I'm evaluating using C++ internally for a library, to get limited use of a few features like exception handling and templates, maybe an STL container template or two. The API for the library in question is purely a C API, and would stay that way. So aside from this shared library dragging in the C++ runtime code, it should theoretically be transparent to the application that C++ is being used. All API functions would trap exceptions and turn them into error codes, all storage allocations have deallocation functions provided too so new/ malloc should be an internal distinction only, etc.

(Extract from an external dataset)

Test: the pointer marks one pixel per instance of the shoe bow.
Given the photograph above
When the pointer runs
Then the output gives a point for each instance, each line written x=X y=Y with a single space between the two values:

My concern is about applications using this library in cases where the application or another library uses C++, and isn't built with the same compiler, library version, etc. They could use different versions of gcc, or one might use the vendor's tools. That might also imply that symbol versioning isn't necessarily in use, though I'd hope the vendor does a smart job of updating library major version numbers as needed, and supports dependencies in shared libraries.

http://gcc.gnu.org/onlinedocs/libstdc++/abi.html suggests at the end that "mixing C++ ABI's is not recommended at this time", though I don't see a last-update time on it, and the two bug reports it refers to are marked "resolved". Is what I'm considering still considered a bad idea?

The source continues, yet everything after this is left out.